I think if we follow the lead of the neurodiversity paradigm and disability acceptance, we arrive at an understanding that we are like this too. Not uniform, efficient and pristine like too-dense tree farms, but like the wild kaleidoscope of messy, entangled variation that is an old growth forest .
Our quiet or noisy, slow or fast, sensitive or sturdy, disabled and divergent ways of existing, are not abnormalities or instances of “wrongness,” but how humans have always been: a mixed up group, strengthened by our connectedness, a variety of shapes people come in that make up a whole.
This is what the cast of characters in Together, a Forest, show us, each beaming in their unique natures. Sofia uses a wheelchair and has high care needs, relying on caregivers, medication and equipment – something she sees mirrored in the interdependent partnership between fungi and algae that creates lichen. Akash is full of big emotions, and he resonates with the fluid expression and bombastic changes of the rushing creek. Amir has sensory sensitivities, and he feels a connection with Frog, whose skin changes colour as it reacts to its environment. In the forest there is no deviating from a norm, no getting stuck on difference, just the truth that we all belong in, and to, the natural world.
We are in a moment that’s pressuring us to pretend that not everyone belongs, to pretend that not everyone matters. This is a time that we need to signal to all kids that not only do they have unconditional value, but so does every one of their peers.
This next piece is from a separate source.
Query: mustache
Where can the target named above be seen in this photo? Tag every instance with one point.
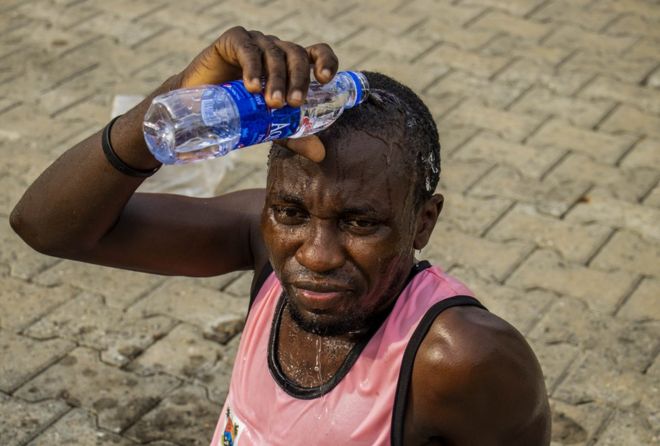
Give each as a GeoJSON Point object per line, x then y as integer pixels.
{"type": "Point", "coordinates": [319, 281]}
We are all needed in this forest.
* There has been much written and discussed about different models of disability, which I won’t get into here, but are worth learning about.
P.S. – Together, a Forest is printed on recycled paper!

Roz MacLean is an award-winning Canadian illustrator and children’s writer. She especially loves making art about themes that are important to her, like exploring emotions and diverse ways of being in the world. She is passionate about education, inclusion, and the arts.